United States District Court, E.D. Kentucky, Southern Division, London

December 15, 2014

ALLEN D. CLINE, and MARSHA E. CLINE, Plaintiffs,
v.
ALLSTATE INSURANCE COMPANY, Defendant.

MEMORANDUM OPINION AND ORDER

DANNY C. REEVER, District Judge.

The Court considers the parties' cross-motions for summary judgment. Plaintiffs contend that summary judgment in their favor is appropriate because no rational trier of fact can find for the defendant on whether Plaintiffs committed civil arson or fraud, whether Defendant is entitled to punitive damages, and whether defendant is liable under the applicable insurance policy at issue. D.E. 58 at 5-6. Defendant contends that it is entitled to summary judgment as to Plaintiffs' claims of bad faith, claimed violations of the Kentucky Unfair Claims Settlement Practices Act ("UCSPA"), request for punitive damages, and what it characterizes as the undisputed incendiary nature of the fire. D.E. 41.
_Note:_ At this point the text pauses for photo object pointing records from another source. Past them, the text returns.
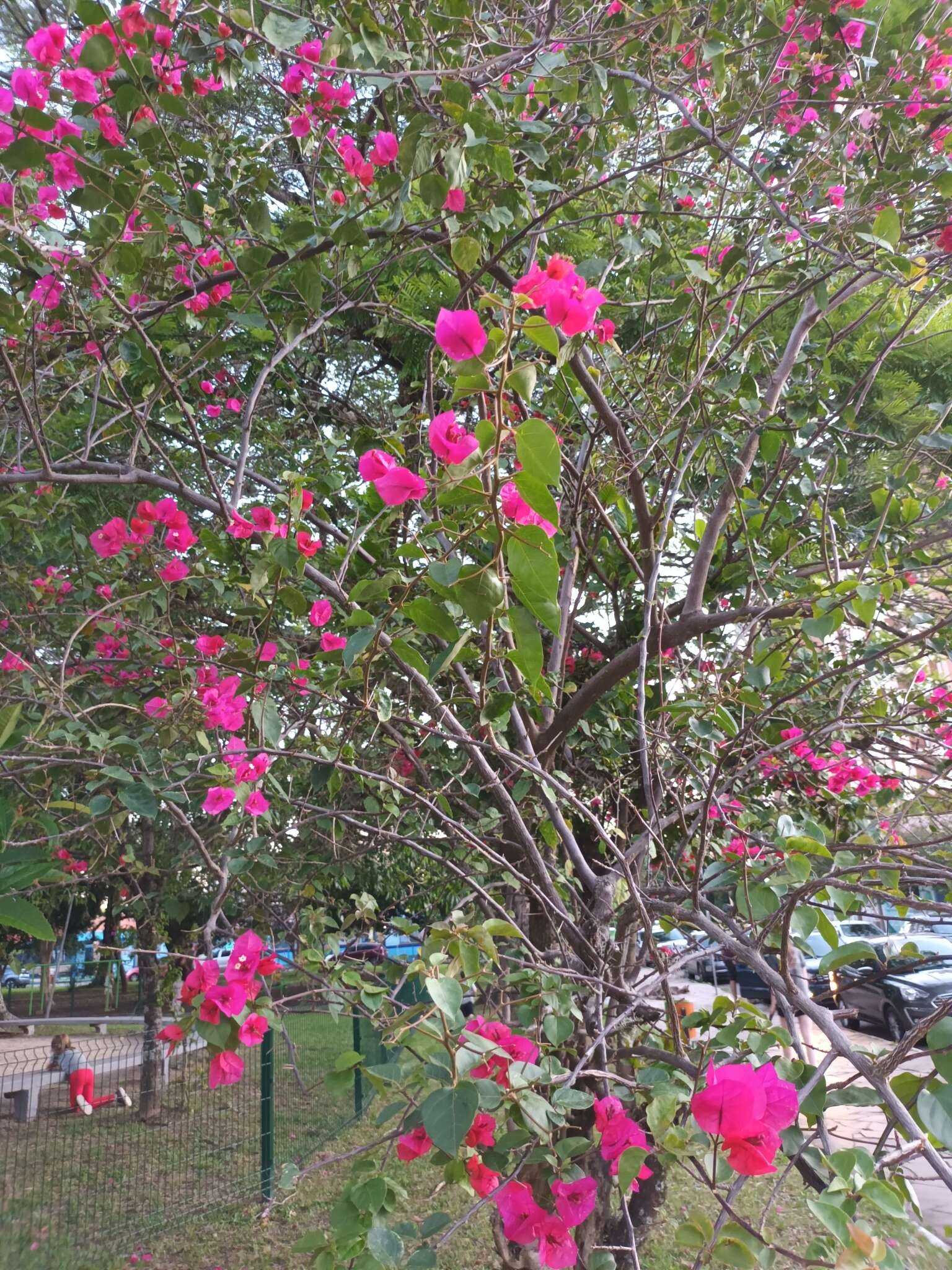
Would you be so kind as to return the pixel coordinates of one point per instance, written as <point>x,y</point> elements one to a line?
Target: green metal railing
<point>75,1186</point>
<point>88,988</point>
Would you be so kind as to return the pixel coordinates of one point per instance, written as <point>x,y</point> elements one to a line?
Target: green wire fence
<point>75,1186</point>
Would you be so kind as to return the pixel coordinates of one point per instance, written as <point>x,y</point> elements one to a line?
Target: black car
<point>753,987</point>
<point>897,990</point>
<point>708,964</point>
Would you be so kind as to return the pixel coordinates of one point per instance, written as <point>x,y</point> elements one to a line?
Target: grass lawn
<point>240,1241</point>
<point>73,1188</point>
<point>76,1185</point>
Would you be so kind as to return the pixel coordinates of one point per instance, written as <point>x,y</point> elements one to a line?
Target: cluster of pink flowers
<point>213,262</point>
<point>568,300</point>
<point>382,153</point>
<point>516,508</point>
<point>524,1221</point>
<point>47,47</point>
<point>395,484</point>
<point>460,334</point>
<point>511,1048</point>
<point>482,1133</point>
<point>116,536</point>
<point>69,863</point>
<point>230,996</point>
<point>586,654</point>
<point>248,771</point>
<point>52,587</point>
<point>301,75</point>
<point>450,441</point>
<point>747,1106</point>
<point>619,1133</point>
<point>840,770</point>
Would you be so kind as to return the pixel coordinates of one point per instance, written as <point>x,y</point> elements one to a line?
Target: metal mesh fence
<point>75,1183</point>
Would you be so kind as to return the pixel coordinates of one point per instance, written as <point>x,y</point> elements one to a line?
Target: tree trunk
<point>604,1227</point>
<point>150,1095</point>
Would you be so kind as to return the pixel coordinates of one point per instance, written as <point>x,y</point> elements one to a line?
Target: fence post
<point>358,1082</point>
<point>268,1114</point>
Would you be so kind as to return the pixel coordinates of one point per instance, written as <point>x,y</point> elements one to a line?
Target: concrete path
<point>862,1127</point>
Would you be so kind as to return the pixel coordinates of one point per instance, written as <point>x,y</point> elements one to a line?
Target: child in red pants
<point>75,1070</point>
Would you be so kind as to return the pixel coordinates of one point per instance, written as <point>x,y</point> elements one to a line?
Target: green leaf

Having fully considered the record and applicable law, the Court denies Plaintiffs' motion, and grants Defendant's motion.

I. BACKGROUND

Plaintiffs filed this action following the destruction of their house and all personal property therein by fire on or about January 13, 2013. D.E. 1-1 at 1. It is undisputed that, at the time of the fire, Plaintiffs' home and personal property contained therein were insured pursuant to a policy issued by Defendant. The fire completely destroyed the home. Defendant concedes that Plaintiffs presented a "Sworn Statement in Proof of Loss" form. Defendant elected to deny Plaintiff's claim, and communicated that denial by letter dated May 22, 2013. See D.E. 41-3 at 9. Defendant relied upon the policy's exclusion for "intentional or criminal acts of or at the direction of any insured person" and an exclusion for concealment or misrepresentation of material fact or circumstance by any insured. Id. at 9-10. Defendant's claims handler, Marion Richard Read, Jr., indicates, by sworn affidavit, that

the claim was denied based upon Allstate's contention that the evidence developed during its investigation demonstrated that a sudden and accidental direct physical loss by fire at the loss location did not occur, and that the investigative evidence demonstrated that all three elements of the civil arson defense existed, which included an incendiary or set fire, motive on the part of an insured, and an opportunity to have set the fire or direct another to set the fire. Furthermore, it was Allstate's contention as a result of its investigative findings that an insured person, Mr. Cline, misrepresented and concealed material facts and circumstances regarding the subject loss and the details surrounding the cause of the fire, and the parties responsible for setting the fire, also supporting Allstate's decision to deny the payment of the claim.

D.E. 41-3 at 2.

In September 2013, Plaintiffs filed a Complaint against Defendant in Wayne Circuit Court. D.E. 1-1 at 1. Plaintiffs claim breach of contract by Defendant's failure to pay under the policy and that Defendant acted in bad faith and in violation of the UCSPA, entitling them to punitive damages. Id. at 2. Defendant has asserted several defenses and counterclaims for civil arson, fraud, and punitive damages. D.E. 4. The case was timely removed to this Court.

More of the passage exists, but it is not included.